Le système d'affectation, qui fonctionnait comme la forme dominante de gestion des condamnés pendant une grande partie de l'ère de transport, donnait effectivement aux colons libres le travail des condamnés qui leur étaient affectés en échange de nourriture, de vêtements et d'hébergement. Les condamnés qui se comportaient bien et travaillaient assidûment pouvaient obtenir un ticket de sortie, une forme de grâce conditionnelle leur permettant de travailler pour un salaire dans un district spécifié plutôt que pour un maître assigné.

Parmi les développements les plus importants de l'ère des condamnés fut l'émergence des currency lads and lasses, les enfants nés en Australie de condamnés et de colons libres qui formèrent la première génération d'Australiens natifs. Ces jeunes gens devinrent le prototype d'une identité distinctement australienne : démocratique, égalitaire dans les manières, méfiante à l'égard de la prétention.

Gouverneurs Après Phillip : la Rébellion du Rum et Macquarie

La Rébellion du Rum de janvier 1808, dans laquelle le Corps de la Nouvelle-Galles du Sud arrêta le gouverneur William Bligh dans le seul renversement armé d'un gouvernement de l'histoire australienne, choqua les autorités britanniques et conduisit à la décision de nommer un gouverneur avec à la fois l'autorité et les compétences politiques pour imposer un véritable ordre civil à la colonie.

Lachlan Macquarie, qui arriva en décembre 1809, s'avéra être le plus transformateur de tous les premiers gouverneurs. En dix ans de gouvernement vigoureux et souvent autocratique, Macquarie transforma la Nouvelle-Galles du Sud d'un établissement pénal en la fondation d'une société civile. Il commanda un programme de travaux publics : routes, ponts, quais, hôpitaux, églises, casernes, qui donnèrent à Sydney l'infrastructure physique d'une ville digne de ce nom.

Le Franchissement des Montagnes Bleues et L'expansion Pastorale

Le franchissement des Montagnes Bleues en 1813 par Gregory Blaxland, William Lawson et William Charles Wentworth ouvrit la voie aux vastes prairies et systèmes fluviaux de l'intérieur, transformant d'un coup les perspectives économiques de la colonie. Les éleveurs poussèrent leurs troupeaux et leurs hardes bien au-delà des limites de la colonisation officielle. La brebis Mérinos, qui prospérait dans le climat australien et produisait de la laine fine pour la florissante industrie textile britannique, s'avéra être le moteur économique de la colonie.

Les éleveurs et leurs travailleurs pénétrèrent dans des territoires habités par des peuples autochtones qui n'avaient pas eu de contact significatif avec les Européens auparavant, et les conséquences furent catastrophiques. Les moutons et le bétail des colons consommèrent ou piétinèrent les plantes alimentaires dont dépendaient les économies autochtones. Les sites sacrés furent détruits.

Les Guerres de Frontière et L'effondrement de la Population Autochtone

La violence de la frontière pastorale ne fut pas une série d'incidents isolés mais un conflit soutenu que les historiens ont de plus en plus décrit comme les Guerres de Frontière. Le Massacre de Myall Creek de juin 1838, dans lequel un groupe de onze Européens et un Afro-américain tuèrent au moins 28 hommes, femmes et enfants autochtones du peuple Wirrayaraay, devint historiquement significatif non pas parce qu'il était exceptionnel mais parce que, exceptionnellement, il fut poursuivi en justice.

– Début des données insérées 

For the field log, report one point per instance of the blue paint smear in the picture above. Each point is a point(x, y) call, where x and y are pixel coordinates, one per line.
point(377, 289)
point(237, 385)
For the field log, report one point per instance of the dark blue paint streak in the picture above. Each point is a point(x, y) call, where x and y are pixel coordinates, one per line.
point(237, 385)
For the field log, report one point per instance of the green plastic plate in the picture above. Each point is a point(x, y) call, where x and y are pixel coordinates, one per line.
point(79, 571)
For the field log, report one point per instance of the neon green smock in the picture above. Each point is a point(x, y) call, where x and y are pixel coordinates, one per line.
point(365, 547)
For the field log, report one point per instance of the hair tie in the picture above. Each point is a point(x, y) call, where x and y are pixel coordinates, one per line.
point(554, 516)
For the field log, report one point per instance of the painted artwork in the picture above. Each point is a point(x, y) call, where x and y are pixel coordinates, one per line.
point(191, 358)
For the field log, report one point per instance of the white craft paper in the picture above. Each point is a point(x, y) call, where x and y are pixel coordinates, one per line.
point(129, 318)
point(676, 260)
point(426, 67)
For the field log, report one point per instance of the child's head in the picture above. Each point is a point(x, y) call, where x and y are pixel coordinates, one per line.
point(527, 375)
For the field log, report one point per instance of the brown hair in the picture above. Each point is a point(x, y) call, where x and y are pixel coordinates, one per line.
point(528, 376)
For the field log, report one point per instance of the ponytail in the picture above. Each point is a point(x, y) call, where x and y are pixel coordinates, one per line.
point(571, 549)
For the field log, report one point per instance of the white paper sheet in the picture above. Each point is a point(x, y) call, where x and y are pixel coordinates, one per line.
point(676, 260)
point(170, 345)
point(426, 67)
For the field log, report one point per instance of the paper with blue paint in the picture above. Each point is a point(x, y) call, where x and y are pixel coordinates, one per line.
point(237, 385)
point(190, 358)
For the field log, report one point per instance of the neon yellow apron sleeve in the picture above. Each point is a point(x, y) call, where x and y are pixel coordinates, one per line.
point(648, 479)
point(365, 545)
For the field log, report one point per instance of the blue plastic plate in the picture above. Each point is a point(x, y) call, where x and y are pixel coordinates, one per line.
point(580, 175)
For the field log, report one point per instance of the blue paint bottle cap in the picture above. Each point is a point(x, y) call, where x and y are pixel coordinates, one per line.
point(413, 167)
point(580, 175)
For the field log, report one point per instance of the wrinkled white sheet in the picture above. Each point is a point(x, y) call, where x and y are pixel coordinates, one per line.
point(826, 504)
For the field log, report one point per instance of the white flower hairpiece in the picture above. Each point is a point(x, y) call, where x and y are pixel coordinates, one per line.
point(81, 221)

Sept des auteurs furent jugés, condamnés et pendus : les premiers colons exécutés pour avoir tué des autochtones.

L'impact cumulatif de la maladie épidémique, de la violence frontalière, de la dépossession des terres et des eaux, de la destruction des ressources alimentaires et du démantèlement des structures sociales qui soutenaient les communautés autochtones produisit une catastrophe démographique aux proportions impressionnantes. La population autochtone avant le contact, estimée entre 750 000 et plus d'un million, s'était effondrée à environ 93 000 au moment du premier recensement du Commonwealth en 1901.

Les peuples autochtones de Tasmanie souffrirent la dévastations la plus complète de tout groupe autochtone. La Guerre Noire de 1824 à 1830 se termina par la Ligne Noire gouvernementale de 1830. La dernière personne de pleine ascendance autochtone tasmanienne, Truganini, mourut en 1876.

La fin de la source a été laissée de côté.